Hello, Miss D’approach here and get used to me, I’m going to be around a bit. But don’t worry, I’m here for the lighter side of aviation.
So who am I? As Daniel Craig once said, “if you know that you’ll be as clever as me”. But anyway, I digress.
Is it me or are protests getting a bit silly these days? When the conservatives won the last election with a majority the days that followed had the great unwashed of Snoberington Hall protesting Downing Street demanding the will of the people be ignored and Labour be installed into power immediately. Similar events happened after Trump was somehow elected, although in fairness, you can’t really blame them for that.
But arriving for work one cold and frosty morning at Somewhere International Airport I was greeted by the sight of a group of men protesting against Turkey. Now after establishing that they were not in fact protesting Christmas dinner (and resisting all urges to request a serving of bread filled with thinly sliced meat covered in something resembling salad) I asked what was going on….
Just as I did though alarming shouts rang out in something that was kind of half speech – half opera. It turned out the shouts translated to “parking is £5 an hour!!!!”
In what seemed like the blink of an eye (and a cloud of the kind of fumes only taxis are capable of emitting) the convoy of cars had abandoned their protest and shot off out of the airport. That’s commitment to the cause right there!
But you can’t blame then can you, lets face it, you do it too. Don’t you!!!
Parking on the grass verge outside of Somewhere International, on the yellow lines, yes you, I’ve seen you! Will it save you money, of course it will and what’s a security risk or a little inconvenience to those trying to get around the airport when it can save you 2 hard-earned beer tokens. I mean you’re not Dean Saunders are you, you’re not getting your parking for free! (oh sorry Dean, forgot you flew from BHX didn’t you, awkward!).
You might even look on jealously as staff and crew park their cars with ease thinking how nice it is for them in their perfect little security pass protected bubble but no, you would be wrong, if you’re lucky enough to get a space at all you spend all day in work worrying if the YTS* girl from the coffee cart has parked 1/2″** away from your car door again or if the cabin crew have squeezed through the gap left by said YTS coffee girl with their studded handbags again! Anyway some of us quite literally sold our souls to get a crew parking space!

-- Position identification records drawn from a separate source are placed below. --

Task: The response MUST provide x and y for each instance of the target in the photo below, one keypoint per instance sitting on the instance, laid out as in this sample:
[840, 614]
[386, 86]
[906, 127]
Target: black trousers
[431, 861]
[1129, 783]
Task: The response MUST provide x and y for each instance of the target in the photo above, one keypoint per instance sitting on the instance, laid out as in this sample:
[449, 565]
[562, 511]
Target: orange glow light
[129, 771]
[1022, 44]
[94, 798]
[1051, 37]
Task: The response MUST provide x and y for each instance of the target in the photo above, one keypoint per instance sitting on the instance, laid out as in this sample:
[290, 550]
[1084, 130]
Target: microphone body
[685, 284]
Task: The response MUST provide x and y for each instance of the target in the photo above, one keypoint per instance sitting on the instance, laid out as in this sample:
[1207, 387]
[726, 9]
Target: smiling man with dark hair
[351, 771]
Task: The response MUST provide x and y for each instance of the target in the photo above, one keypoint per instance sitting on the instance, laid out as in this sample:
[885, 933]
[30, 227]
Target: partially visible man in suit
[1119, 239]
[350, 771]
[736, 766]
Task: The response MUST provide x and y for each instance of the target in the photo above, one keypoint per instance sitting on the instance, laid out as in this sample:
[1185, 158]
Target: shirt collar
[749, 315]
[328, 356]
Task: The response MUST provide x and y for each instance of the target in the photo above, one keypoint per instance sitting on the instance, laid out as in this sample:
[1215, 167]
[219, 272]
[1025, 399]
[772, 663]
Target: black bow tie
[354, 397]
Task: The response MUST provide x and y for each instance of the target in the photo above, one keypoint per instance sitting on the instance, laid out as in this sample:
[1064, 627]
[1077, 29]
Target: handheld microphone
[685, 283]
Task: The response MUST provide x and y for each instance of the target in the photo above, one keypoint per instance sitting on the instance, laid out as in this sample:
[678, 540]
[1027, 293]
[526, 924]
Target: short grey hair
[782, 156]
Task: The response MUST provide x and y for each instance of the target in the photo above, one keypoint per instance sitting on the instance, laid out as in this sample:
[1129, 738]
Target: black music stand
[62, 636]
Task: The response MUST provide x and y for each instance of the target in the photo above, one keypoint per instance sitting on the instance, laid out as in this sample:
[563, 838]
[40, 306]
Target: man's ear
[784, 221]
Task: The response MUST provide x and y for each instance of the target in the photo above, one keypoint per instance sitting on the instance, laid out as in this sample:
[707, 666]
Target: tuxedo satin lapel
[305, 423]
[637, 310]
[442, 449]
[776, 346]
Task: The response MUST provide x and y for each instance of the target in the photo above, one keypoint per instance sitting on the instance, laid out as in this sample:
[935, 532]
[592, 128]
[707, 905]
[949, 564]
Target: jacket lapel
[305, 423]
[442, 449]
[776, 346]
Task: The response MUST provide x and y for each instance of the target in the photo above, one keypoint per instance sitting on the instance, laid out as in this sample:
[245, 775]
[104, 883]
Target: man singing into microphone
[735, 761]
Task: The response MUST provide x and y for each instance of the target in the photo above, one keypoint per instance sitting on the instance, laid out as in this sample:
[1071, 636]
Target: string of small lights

I guess what i’m saying here is that if I’m late for work because you are parked like a twat then don’t be surprised if I look at you and get “a bit sweary” or to put it another way, airports have car parks, they cost money, if your going to an airport and drive it’s going to cost you money.
Ultimately there are 3 sure things in life. Death, Taxes and Airport parking charges. But count yourself lucky, we have to pay for our parking in blood.